Maka tantangan kita untuk membumikan budaya membaca ini ke depannya akan lebih berat lagi, mesti ada inovasi dan strategi baru yang terus kita upayakan, seperti misalnya perpustakaan digital yang diluncurkan provinsi DKI jakarta beberapa waktu lalu dengan program iJakarta, dengan demikian buku akan lebih mudah diakses dan dibaca di mana dan kapan pun secara gratis, tanpa perlu datang ke perpustakaan atau toko buku.
Dengan melakukan berbagai upaya menarik minat baca dan banyaknya hari-hari dalam setahun itu yang mengembalikan memori kita pada buku, maka ke depannya kita akan berangsur menjadi bangsa dengan masyarakat yang mencintai buku. Orang-orang membaca akan lebih mudah kita ketemukan di mana-mana.

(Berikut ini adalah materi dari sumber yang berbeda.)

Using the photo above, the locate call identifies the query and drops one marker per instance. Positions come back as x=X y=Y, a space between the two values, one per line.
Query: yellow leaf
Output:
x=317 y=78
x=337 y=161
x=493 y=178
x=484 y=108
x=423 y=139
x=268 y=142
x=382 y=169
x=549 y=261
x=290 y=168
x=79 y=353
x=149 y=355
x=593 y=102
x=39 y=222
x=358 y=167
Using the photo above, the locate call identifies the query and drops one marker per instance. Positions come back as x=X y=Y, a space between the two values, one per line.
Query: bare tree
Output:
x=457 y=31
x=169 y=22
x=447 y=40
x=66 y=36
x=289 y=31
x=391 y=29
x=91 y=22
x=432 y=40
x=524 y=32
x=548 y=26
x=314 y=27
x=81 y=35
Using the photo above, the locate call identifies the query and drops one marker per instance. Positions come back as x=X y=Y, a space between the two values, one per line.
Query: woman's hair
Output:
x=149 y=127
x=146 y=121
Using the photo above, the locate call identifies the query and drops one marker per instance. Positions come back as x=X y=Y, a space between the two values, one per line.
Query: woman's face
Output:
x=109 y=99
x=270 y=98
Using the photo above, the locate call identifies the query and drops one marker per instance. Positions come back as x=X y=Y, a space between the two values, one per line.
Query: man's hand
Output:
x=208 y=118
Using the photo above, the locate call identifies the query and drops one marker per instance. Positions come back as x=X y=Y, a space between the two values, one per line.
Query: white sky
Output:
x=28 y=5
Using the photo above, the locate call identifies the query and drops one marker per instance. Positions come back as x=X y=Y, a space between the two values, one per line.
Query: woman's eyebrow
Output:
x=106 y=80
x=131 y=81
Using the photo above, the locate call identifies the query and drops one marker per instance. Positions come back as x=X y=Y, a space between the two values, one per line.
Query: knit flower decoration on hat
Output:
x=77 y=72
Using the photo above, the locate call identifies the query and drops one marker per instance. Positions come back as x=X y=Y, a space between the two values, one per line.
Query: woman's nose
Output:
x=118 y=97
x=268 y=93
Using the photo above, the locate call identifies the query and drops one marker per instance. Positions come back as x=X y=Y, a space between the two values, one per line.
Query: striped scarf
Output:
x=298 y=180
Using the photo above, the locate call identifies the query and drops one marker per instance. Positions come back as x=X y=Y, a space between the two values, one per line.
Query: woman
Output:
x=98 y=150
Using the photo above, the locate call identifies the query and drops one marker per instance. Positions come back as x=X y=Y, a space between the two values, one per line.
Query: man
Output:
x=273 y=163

“Agaknya inilah yang kita rindukan bersama di stasiun bis dan ruang tunggu kereta api negeri ini buku di baca, di perpustakaan perguruan, kota dan desa buku di baca, di tempat penjualan buku laris di beli dan ensiklopedia yang terpajang di ruang tamu tidak berselimut debu karena memang di baca,” ujar Taufik Ismail dalam puisinya Kupu-kupu Di Dalam Buku. Semoga.
Penulis: Wandi Juhadi - Aktivis Gerakan Riau Membaca [sumber: riaupos.co]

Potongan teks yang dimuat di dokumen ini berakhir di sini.